東京では、毎日約35,000人の人々が西洋音楽を楽しんでいるそうです。山手線内に2,000人収容できる音楽ホールが10カ所あり、ほぼ毎日埋まっている。その他の中小会場を含めて考えると、上記の数字になる、とのこと。
世界で名だたるオーケストラや一流の演奏家が引きも切らずに来日し、いずれも演奏会が超満員になってしまう。こんな都市は世界中にない。
ところが、その狂躁は、東京一極だけのことで、大阪も名古屋も音楽ホールは青息吐息。地方にいたっては悲惨な状況である。国や財界の関心もかつての勢いはなく、財政支援は減るばかり。有望な音楽家を世界に送りだそうというパトロン文化も失せてしまった。
この現象をどう理解し、何をすればよいのか。控室での三枝さんは、西洋音楽への愛情とその裏返しとしてのやるせない想いを交錯させながら、日本の現状を教えてくれました。


さて、本題です。
オペラは、ラテン語の「opus」の複数形に由来し、「作品」という意味だそうです。作曲、歌唱、演奏、舞台芸術、脚本、演出等々あらゆる領域を統合した総合芸術「作品」ということでしょうか。
オペラが生まれたのは400年前と言いますから、クラシック音楽の歴史とほぼ重なり合います。同じ音楽劇であっても150年の歴史しかないミュージカルとは、本旨的な部分が大きく異なるとのこと。
ミュージカルが大衆に向けた、分かり易さを重視したのに対して、教養ある貴族社会に向けて作られたオペラは、むしろ難解であることを良しとし、観客の教養や解釈を試すことを旨としていました。
400年の歴史のうち最初の200年、つまり伝統的なオペラというのは、全てイタリア語で、ギリシャ神話を題材にし、男性だけで演じられていたそうです。

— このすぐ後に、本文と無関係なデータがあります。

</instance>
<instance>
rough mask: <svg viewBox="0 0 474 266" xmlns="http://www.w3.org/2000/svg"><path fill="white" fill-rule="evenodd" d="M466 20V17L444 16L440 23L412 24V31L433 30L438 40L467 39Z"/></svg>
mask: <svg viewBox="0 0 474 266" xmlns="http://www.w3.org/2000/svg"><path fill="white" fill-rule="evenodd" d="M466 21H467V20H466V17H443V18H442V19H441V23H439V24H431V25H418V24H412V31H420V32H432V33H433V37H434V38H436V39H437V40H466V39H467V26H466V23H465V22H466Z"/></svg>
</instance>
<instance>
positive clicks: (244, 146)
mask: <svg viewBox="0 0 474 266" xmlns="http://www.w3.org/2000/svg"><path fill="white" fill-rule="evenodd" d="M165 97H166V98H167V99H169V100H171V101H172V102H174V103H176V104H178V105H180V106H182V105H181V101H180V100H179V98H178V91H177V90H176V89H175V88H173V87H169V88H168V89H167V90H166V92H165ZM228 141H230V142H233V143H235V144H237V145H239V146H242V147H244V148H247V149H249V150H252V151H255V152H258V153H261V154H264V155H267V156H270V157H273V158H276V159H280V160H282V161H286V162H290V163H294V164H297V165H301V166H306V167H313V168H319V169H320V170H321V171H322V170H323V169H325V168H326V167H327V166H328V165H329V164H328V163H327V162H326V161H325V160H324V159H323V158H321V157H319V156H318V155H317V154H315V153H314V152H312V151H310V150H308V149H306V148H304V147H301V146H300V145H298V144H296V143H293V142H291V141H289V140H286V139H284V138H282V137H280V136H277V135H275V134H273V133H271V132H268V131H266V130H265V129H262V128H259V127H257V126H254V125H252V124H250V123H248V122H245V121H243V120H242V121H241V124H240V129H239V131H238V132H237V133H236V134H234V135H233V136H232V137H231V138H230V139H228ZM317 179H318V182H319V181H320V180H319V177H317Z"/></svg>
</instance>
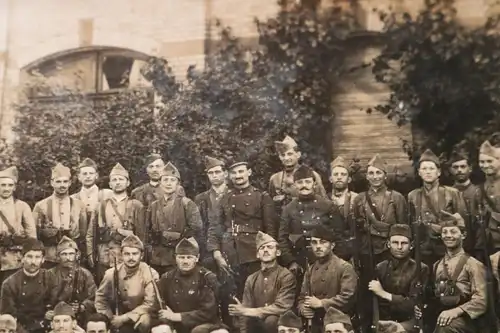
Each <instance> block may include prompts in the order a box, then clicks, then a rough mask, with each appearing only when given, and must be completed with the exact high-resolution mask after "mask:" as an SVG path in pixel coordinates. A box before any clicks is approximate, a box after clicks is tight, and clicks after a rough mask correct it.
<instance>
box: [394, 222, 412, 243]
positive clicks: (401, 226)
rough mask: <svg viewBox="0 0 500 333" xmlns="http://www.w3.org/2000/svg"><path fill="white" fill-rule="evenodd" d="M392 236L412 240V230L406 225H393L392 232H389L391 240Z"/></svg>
mask: <svg viewBox="0 0 500 333" xmlns="http://www.w3.org/2000/svg"><path fill="white" fill-rule="evenodd" d="M392 236H404V237H406V238H408V239H410V240H411V239H412V234H411V229H410V227H409V226H408V225H406V224H393V225H392V226H391V230H390V231H389V238H391V237H392Z"/></svg>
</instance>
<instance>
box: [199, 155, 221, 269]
mask: <svg viewBox="0 0 500 333" xmlns="http://www.w3.org/2000/svg"><path fill="white" fill-rule="evenodd" d="M205 172H206V173H207V177H208V180H209V181H210V184H211V187H210V189H208V190H207V191H205V192H202V193H200V194H198V195H197V196H196V197H195V198H194V202H195V203H196V205H197V206H198V208H199V210H200V215H201V219H202V221H203V238H202V241H201V249H200V251H201V254H200V256H201V259H202V261H205V262H206V263H208V262H210V261H211V259H212V258H207V257H211V256H209V254H207V253H205V252H206V239H207V232H208V221H209V220H210V218H209V216H214V215H215V214H216V213H217V206H218V205H219V203H220V199H221V198H222V197H223V196H224V194H226V193H227V191H228V187H227V184H226V180H227V176H228V173H227V171H226V170H225V164H224V162H223V161H221V160H219V159H216V158H213V157H210V156H205Z"/></svg>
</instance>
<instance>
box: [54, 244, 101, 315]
mask: <svg viewBox="0 0 500 333" xmlns="http://www.w3.org/2000/svg"><path fill="white" fill-rule="evenodd" d="M78 252H79V251H78V247H77V246H76V243H75V242H74V241H73V240H72V239H70V238H68V237H66V236H63V238H62V239H61V241H60V242H59V244H58V245H57V256H58V258H59V264H58V265H57V266H56V267H54V268H51V269H50V270H49V272H50V273H52V279H54V286H55V288H54V289H52V297H51V299H52V302H59V301H63V302H66V303H68V304H69V305H71V307H72V308H73V312H74V313H75V316H76V318H77V319H78V324H79V325H83V324H84V323H85V320H86V318H87V316H88V315H89V314H91V313H93V312H94V311H95V309H94V298H95V291H96V285H95V282H94V277H93V276H92V273H90V272H89V271H88V270H87V269H85V268H83V267H81V266H80V265H79V264H78V256H79V253H78ZM51 305H54V304H51ZM54 310H55V309H54Z"/></svg>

当時の欧州貴族の教養語であったラテン言語を操ることができ、ギリシャ・ローマ文化の素養持つ、男性社会の高尚な芸術でありました。
やがて、フランスやドイツへと伝搬する過程で、女性の歌手が登場し、言語も現地の言葉に変わり、ストーリー性をもった作品が生まれ、現在のオペラに近い形式が完成されてきたそうですが、難解であること、受け手の解釈力を問うことは変わりませんでした。
三枝さんによれば、オペラは、反合理性、反効率性、反経済性の権化のような芸術で、「あきれるほど長く、無意味に登場人物が多く、ストーリーが複雑で、やたらと大きな声で歌い、最後は悲劇的な結末を迎える」ものであるとのこと。
こう書くと、オペラ批判のようになりますが、三枝さんのお話からは、そんなオペラが、いえ、そんなオペラゆえに、好きで好きでしょうがない。という愛情が伝わってきます。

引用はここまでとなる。